El Real Madrid vivió anoche un posible punto de inflexión con la titularidad y el rendimiento de Thiago Pitarch frente al Manchester City. No es sencillo calibrar el salto del Castilla o del Juvenil al máximo nivel europeo, pero lo que vimos fue a un futbolista de 18 años que no solo estuvo a la altura, sino que demostró pertenecer a ese escenario. Con un despliegue físico impresionante —fue de los que más corrió a pesar de jugar 76 minutos— y una naturalidad pasmosa en la salida de balón, Thiago confirmó que es ese perfil de centrocampista con movilidad y capacidad de giro que tanto necesitaba la plantilla. Más allá de un error puntual por puro agotamiento e inexperiencia al final de su participación, su partido fue un ejercicio de personalidad y trabajo incansable.

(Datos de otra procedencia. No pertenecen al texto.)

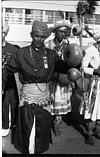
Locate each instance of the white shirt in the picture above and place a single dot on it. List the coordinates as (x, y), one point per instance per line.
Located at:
(92, 56)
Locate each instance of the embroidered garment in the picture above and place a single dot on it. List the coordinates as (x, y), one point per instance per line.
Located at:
(61, 103)
(90, 104)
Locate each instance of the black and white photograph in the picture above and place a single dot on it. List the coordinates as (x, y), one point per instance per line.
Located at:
(50, 77)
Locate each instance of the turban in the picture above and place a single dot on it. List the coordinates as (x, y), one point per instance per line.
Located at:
(40, 25)
(5, 29)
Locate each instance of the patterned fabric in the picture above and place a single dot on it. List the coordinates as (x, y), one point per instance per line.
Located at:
(35, 93)
(90, 104)
(61, 103)
(60, 95)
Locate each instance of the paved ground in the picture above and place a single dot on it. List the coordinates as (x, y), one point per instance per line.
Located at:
(70, 142)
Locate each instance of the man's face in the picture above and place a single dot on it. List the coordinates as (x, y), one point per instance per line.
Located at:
(38, 38)
(61, 33)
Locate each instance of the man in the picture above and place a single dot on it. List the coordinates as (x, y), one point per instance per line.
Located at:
(90, 106)
(60, 93)
(10, 96)
(35, 65)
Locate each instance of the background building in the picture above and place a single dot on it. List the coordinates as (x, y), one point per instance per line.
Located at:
(21, 14)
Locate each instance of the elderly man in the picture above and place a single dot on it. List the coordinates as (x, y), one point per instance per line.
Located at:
(35, 65)
(90, 106)
(10, 95)
(61, 92)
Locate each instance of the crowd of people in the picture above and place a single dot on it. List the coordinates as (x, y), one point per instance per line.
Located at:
(44, 98)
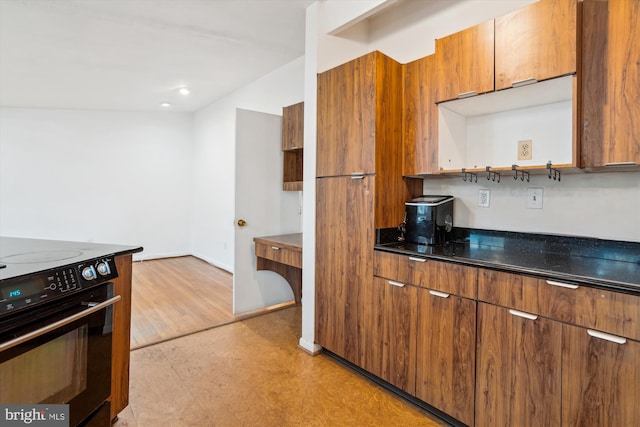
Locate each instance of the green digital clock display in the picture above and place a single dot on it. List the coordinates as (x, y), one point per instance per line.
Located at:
(21, 289)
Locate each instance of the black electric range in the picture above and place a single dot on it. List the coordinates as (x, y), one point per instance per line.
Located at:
(38, 271)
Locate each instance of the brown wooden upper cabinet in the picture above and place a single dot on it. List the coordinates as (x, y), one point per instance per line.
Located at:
(535, 43)
(464, 62)
(420, 119)
(292, 146)
(293, 127)
(359, 115)
(610, 89)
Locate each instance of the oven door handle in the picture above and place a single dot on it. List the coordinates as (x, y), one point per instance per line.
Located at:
(62, 322)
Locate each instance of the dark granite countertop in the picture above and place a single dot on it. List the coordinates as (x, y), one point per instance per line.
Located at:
(592, 262)
(24, 256)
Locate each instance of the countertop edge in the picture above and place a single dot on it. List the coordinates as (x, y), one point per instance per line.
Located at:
(629, 288)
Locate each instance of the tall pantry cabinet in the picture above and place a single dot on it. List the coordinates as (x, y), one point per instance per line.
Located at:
(359, 130)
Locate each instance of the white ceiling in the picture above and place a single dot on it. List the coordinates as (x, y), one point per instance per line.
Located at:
(132, 55)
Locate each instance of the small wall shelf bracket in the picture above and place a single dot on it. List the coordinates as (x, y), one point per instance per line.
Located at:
(556, 172)
(470, 175)
(492, 175)
(523, 173)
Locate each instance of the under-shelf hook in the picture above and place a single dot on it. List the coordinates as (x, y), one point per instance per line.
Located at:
(523, 173)
(470, 174)
(556, 172)
(492, 175)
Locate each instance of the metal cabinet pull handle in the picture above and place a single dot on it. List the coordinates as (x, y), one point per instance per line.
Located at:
(467, 94)
(523, 314)
(608, 337)
(439, 294)
(621, 164)
(562, 285)
(524, 82)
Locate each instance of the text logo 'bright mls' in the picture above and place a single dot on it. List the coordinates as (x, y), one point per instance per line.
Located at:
(40, 415)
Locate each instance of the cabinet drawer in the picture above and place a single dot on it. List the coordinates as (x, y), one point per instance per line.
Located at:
(427, 273)
(607, 311)
(279, 254)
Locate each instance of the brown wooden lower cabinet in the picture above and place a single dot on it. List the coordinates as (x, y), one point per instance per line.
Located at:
(389, 319)
(446, 341)
(344, 258)
(121, 336)
(519, 361)
(600, 379)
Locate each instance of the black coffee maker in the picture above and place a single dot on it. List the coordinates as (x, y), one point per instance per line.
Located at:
(429, 220)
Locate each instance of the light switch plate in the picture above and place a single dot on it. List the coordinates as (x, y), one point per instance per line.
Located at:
(525, 150)
(484, 197)
(534, 198)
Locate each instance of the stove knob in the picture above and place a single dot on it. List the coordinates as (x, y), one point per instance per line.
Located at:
(103, 268)
(89, 273)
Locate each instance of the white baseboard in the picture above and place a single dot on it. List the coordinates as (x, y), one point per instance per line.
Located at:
(310, 347)
(146, 257)
(225, 267)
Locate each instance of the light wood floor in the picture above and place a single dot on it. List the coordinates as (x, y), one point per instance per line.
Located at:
(172, 297)
(252, 373)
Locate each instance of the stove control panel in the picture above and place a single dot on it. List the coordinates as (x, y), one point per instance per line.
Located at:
(23, 292)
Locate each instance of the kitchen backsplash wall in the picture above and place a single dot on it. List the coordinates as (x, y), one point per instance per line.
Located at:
(600, 205)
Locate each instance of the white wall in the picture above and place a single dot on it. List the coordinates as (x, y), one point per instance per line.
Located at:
(599, 205)
(214, 158)
(101, 176)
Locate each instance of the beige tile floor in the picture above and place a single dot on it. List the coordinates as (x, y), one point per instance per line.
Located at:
(251, 373)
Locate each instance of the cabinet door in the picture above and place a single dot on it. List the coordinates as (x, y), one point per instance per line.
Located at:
(420, 123)
(518, 369)
(344, 260)
(389, 319)
(600, 380)
(446, 353)
(464, 62)
(347, 118)
(536, 42)
(611, 83)
(293, 127)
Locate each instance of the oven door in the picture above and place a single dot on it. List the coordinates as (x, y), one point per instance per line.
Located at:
(60, 353)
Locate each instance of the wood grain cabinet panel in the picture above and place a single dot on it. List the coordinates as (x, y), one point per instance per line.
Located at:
(121, 336)
(465, 62)
(610, 86)
(437, 275)
(389, 318)
(518, 369)
(344, 261)
(360, 117)
(446, 339)
(607, 311)
(293, 127)
(600, 380)
(537, 41)
(279, 254)
(420, 120)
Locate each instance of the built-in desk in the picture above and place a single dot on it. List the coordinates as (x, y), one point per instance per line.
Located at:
(283, 255)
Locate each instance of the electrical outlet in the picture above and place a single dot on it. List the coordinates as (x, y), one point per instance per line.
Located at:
(525, 150)
(484, 197)
(534, 198)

Este éxito de Thiago Pitarch es, en gran medida, un triunfo personal de Álvaro Arbeloa. El técnico ha sido el gran valedor del chaval desde que estaba en el Juvenil B y cerca de salir del club; él fue quien pidió su ascenso al Juvenil A, luego al Castilla y ahora ha tenido la valentía de darle la titularidad en una noche de máxima exigencia. Arbeloa está demostrando una apuesta real por la cantera que no recordábamos en el club desde tiempos de Del Bosque o Valdano. No es solo poner a Thiago; es dejar en el banquillo a jugadores de la primera plantilla con jerarquía y fichajes costosos como Mastantuono, y después sustituir al canterano por otro chico de la casa como Manuel Ángel.
La gestión de Thiago este año ha tenido claroscuros. Por un lado, la decisión de incorporarlo a la dinámica del primer equipo con Xabi Alonso fue positiva para su crecimiento en los entrenamientos, pero la falta de minutos en competición le sacó de ritmo. Arbeloa fue prudente al inicio, dándole rodaje en el Castilla para que recuperase sensaciones, y la recompensa ha llegado en el momento más oportuno. Esta victoria de la meritocracia sobre el estatus del primer equipo es un mensaje potentísimo para La Fábrica y para todo el madridismo. El técnico ha entendido que, más allá del fútbol, la cantera aporta una energía y una ilusión que en estos momentos de dudas son contagiosas para el resto del grupo.
Debemos ser cautos y no lanzar las campanas al vuelo asegurando que Thiago será titular indiscutible de inmediato, pues la mesura es lo que más necesita un jugador de su edad. Sin embargo, es de justicia poner en valor la decisión de un entrenador que, tras recibir críticas por una trayectoria algo errática, ha tomado la decisión más valiente y sincera posible: poner a quien mejor está, sin importar el carné de identidad. La irrupción de Thiago Pitarch es aire fresco para el Real Madrid y la prueba de que, cuando se confía de verdad en el talento de casa, los resultados terminan llegando.